Haas admitted to having taken LSD, Nelson said, adding a drug test showed cocaine and marijuana also in his system.

Haas was charged with public intoxication, resisting arrest and assault. He is currently residing in the Rutherford County Adult Detention Center on $1,500 bond and is set to appear Jan. 25 in General Sessions court.

Be careful who you tailgate

In an unrelated incident, another off-duty police officer reported an incident of road rage around 1 p.m. Saturday on Northwest Broad Street, according to an incident report filed with MPD.

MPD Officer Micheal Joyce was on his way to work in his personal vehicle when a red Dodge Ram was “closely following him and slamming on his brakes,” Sgt. B. Anderson wrote in an incident report.

Joyce told Anderson he was traveling eastbound on Broad Street near Sloan's Cycles when the driver of the truck cut him off. Joyce said he changed lanes and so did the truck, cutting him off again and slowing to around 20 MPH. Joyce said he tried to pass the truck several times but the truck “continued to change lanes in front of him,” Anderson reported.

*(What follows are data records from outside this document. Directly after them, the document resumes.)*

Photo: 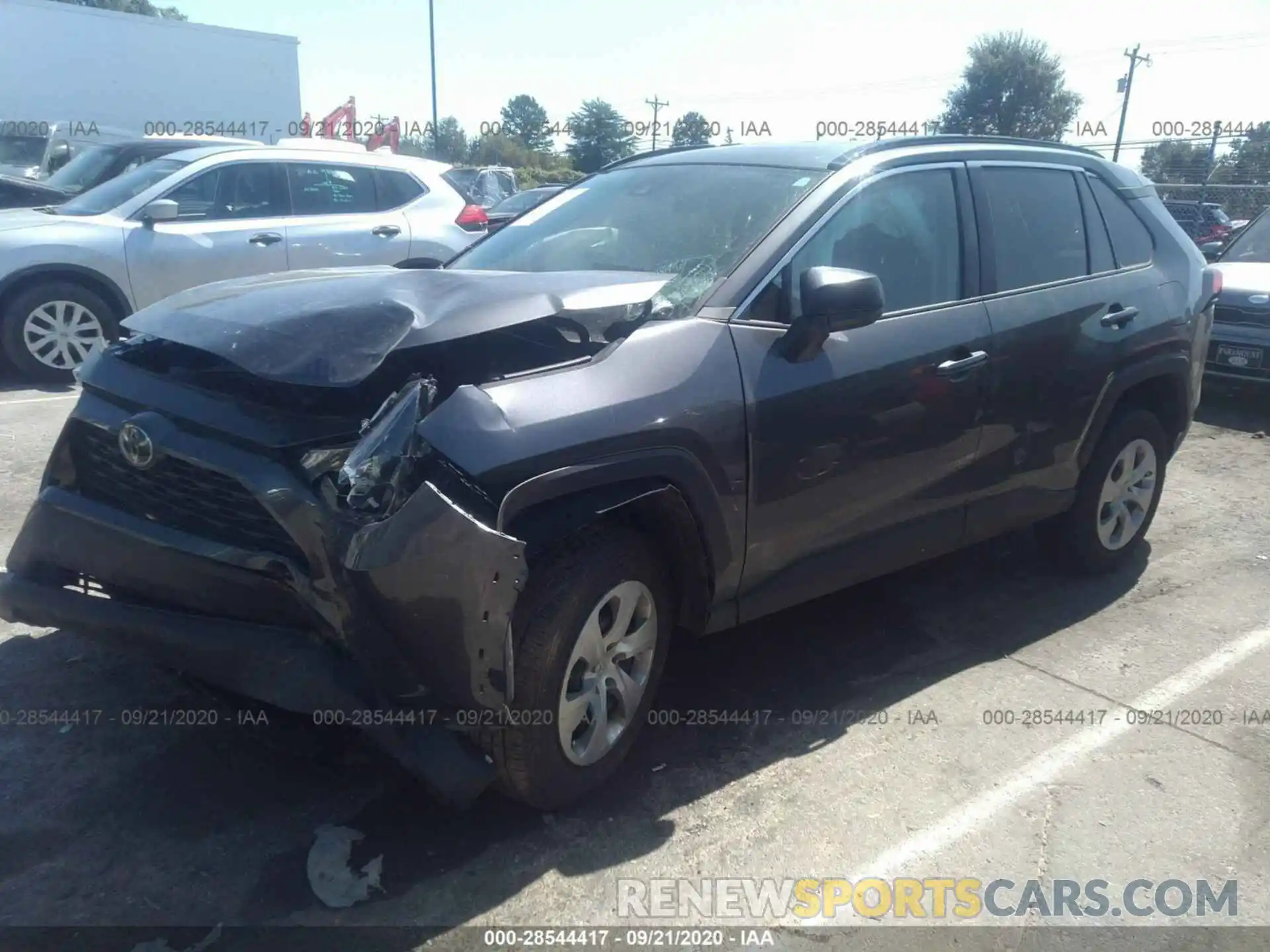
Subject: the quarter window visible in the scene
[374,169,428,212]
[980,167,1089,291]
[287,163,376,214]
[1088,175,1172,268]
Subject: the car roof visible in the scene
[154,143,450,175]
[605,136,1128,171]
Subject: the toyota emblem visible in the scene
[119,422,155,469]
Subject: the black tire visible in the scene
[1037,407,1168,575]
[0,280,119,383]
[480,526,675,810]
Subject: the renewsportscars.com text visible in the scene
[617,876,1238,920]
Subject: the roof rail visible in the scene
[829,134,1103,171]
[599,142,719,171]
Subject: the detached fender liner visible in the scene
[343,483,527,708]
[0,571,494,806]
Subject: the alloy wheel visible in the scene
[556,581,657,767]
[22,301,105,371]
[1097,438,1157,551]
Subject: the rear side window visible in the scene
[1087,175,1172,268]
[982,167,1088,291]
[374,169,428,212]
[1076,175,1115,274]
[287,163,377,214]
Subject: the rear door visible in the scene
[966,163,1160,541]
[124,161,290,309]
[284,159,410,270]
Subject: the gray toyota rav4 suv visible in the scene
[0,136,1219,809]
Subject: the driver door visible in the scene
[732,164,991,621]
[124,161,290,309]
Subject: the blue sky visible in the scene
[173,0,1270,163]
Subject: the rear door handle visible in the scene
[1099,311,1138,327]
[935,350,988,377]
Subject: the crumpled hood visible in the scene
[123,266,675,386]
[0,173,71,203]
[0,202,67,231]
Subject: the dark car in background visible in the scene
[0,136,257,208]
[1165,199,1234,245]
[0,136,1218,809]
[486,185,566,231]
[1205,212,1270,383]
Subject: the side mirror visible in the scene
[394,258,444,270]
[141,198,181,225]
[781,266,886,363]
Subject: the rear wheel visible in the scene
[483,527,673,810]
[0,280,118,383]
[1038,409,1168,574]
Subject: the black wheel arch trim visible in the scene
[0,264,132,321]
[1078,353,1191,469]
[495,447,733,573]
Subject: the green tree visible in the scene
[48,0,189,20]
[565,99,635,173]
[1213,122,1270,185]
[671,112,714,146]
[1142,138,1208,184]
[501,93,551,152]
[468,134,533,169]
[940,33,1082,142]
[419,116,468,165]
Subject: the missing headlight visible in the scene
[338,377,437,516]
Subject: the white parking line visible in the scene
[839,628,1270,893]
[0,393,79,406]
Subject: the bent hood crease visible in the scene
[123,266,675,386]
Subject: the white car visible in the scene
[0,145,486,381]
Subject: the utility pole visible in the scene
[644,95,669,152]
[1111,43,1151,163]
[1199,122,1222,206]
[428,0,441,159]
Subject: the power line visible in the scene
[644,95,669,152]
[1111,43,1151,163]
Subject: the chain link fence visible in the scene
[1156,182,1270,221]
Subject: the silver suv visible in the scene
[0,146,486,381]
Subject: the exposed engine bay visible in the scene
[114,269,675,523]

Joyce then called dispatch to report the incident when the truck pulled into the parking lot of a convenience store.

“As both vehicles pulled into the (parking lot), Mr. Joyce advised the male driver of the Dodge truck exited his vehicle and approached Mr. Joyce's vehicle in an aggressive manner,” Anderson reported.

Joyce got out of his car and told the other driver he was a police officer and “to calm down,” according to the report.

The other man asked to see a badge. Joyce compiled, as best as he could, and showed the man an MPD uniform shirt.

The man backed down and went back to his truck where a female passenger began to argue with him as well.

After officers arrived, Anderson said the driver of the truck said Joyce was the first to cut him off and he pulled into the parking lot to “get away from Mr. Joyce but he followed.”

No charges were filed because a primary aggressor could not be determined, Anderson said.